Cuando era chica y todavía iba al colegio escuchaba a todas mis amigas fantasear con los viajes que iban a hacer al exterior cuando fuesen grandes, desde estudiar en las más prestigiosas universidades del primer mundo hasta ir a pelar kiwis en una verdulería de lo más remota en un pueblo en el continente oceánico. Y yo no entendía realmente por qué nadie se quería quedar en Lomas de Zamora.
En partícular no entendía cómo nadie compartía conmigo las ganas de quedarse en nuestra ciudad. Exactamente quería, primero, vivir en un departamento sobre Alem, ahí donde terminan los comercios de Las Lomitas, pero sin dejar de estar cerca de la movida del lugar; para luego, una vez casada y con hijos, mudarme a una casa sobre Alvear, llegando a Banfield, en aquella zona residencial que me deja extasiada.
Pero me sucede que ahora, ya más grande, con otros objetivos, con otras amistades, un poco las entiendo a mis amigas del secundario. Lomas un poco me ahoga, me genera una incómoda claustrofobia. Me queda chico, no hay espacio para una cabeza tan grande (simbólicamente hablando, obvio); y es una lástima, porque yo amo vivir en Lomas: me gusta sacar a pasear a mi perro por las cuadras que rodean mi casa, pudiendo decir casi de memoria qué construcciones hay en cada una de ellas; me gusta ir al centro, cruzar la barrera de las vías del tren en Cerrito, caminar bajo la sombra de España y el sol de Italia; me gusta el silencio del Barrio Inglés, un silencio que no me genera miedo sino más bien calma; hasta me gusta tomarme el 74 en Alsina, o el 79, o el 160, o aquel 278 que dobla en Balcarce y va por Arenales hasta Banfield, pasando por en frente del Florencio Sola.
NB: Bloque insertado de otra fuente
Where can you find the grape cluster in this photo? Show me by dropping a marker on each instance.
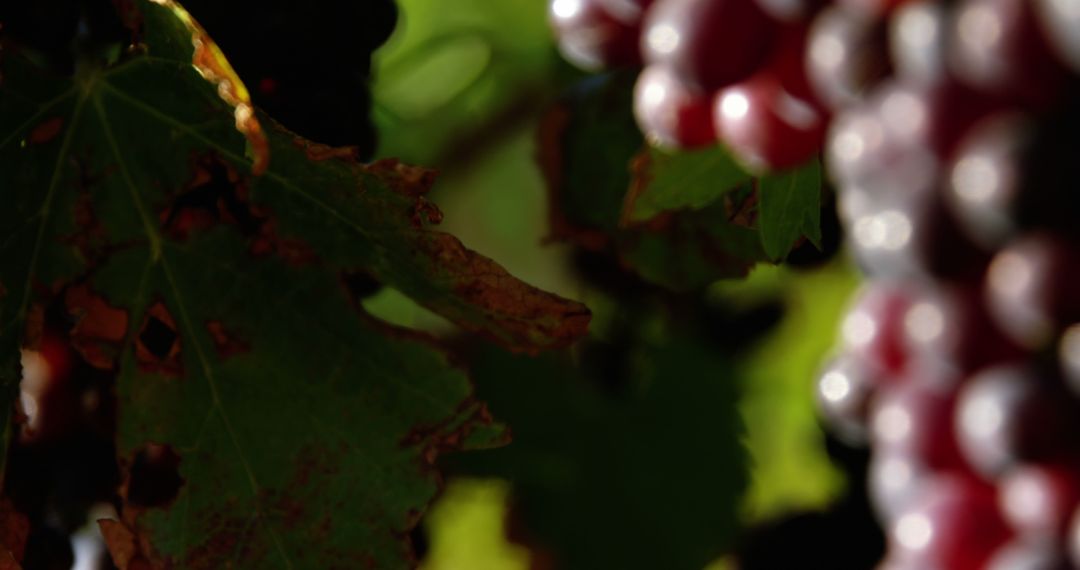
(953, 152)
(713, 70)
(950, 132)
Pero entiendo que es momento de irse de casa. Siempre llega ese momento, cuando menos lo estamos esperando, o, tal vez, cuando ya nos cansamos de esperarlo. Es una huida simbólica, no significa que no pueda volver a la ciudad que me vio crecer: uno se va buscando, persiguiendo, diría Cortazar (vecino lomense): perseguimos aquello que nos asegurará la existencia. No la existencia infinita, ni mucho menos la inmortalidad; perseguimos un sueño, una lucha, un amor. Y la adrenalina de la búsqueda nos mantiene vivos. Y, quién sabe, puede que la búsqueda interminable me guíe lentamente, caminando, o en alguno de los colectivos que recorren la avenida Alsina, hasta mi casa, mi barrio, mi vida entera.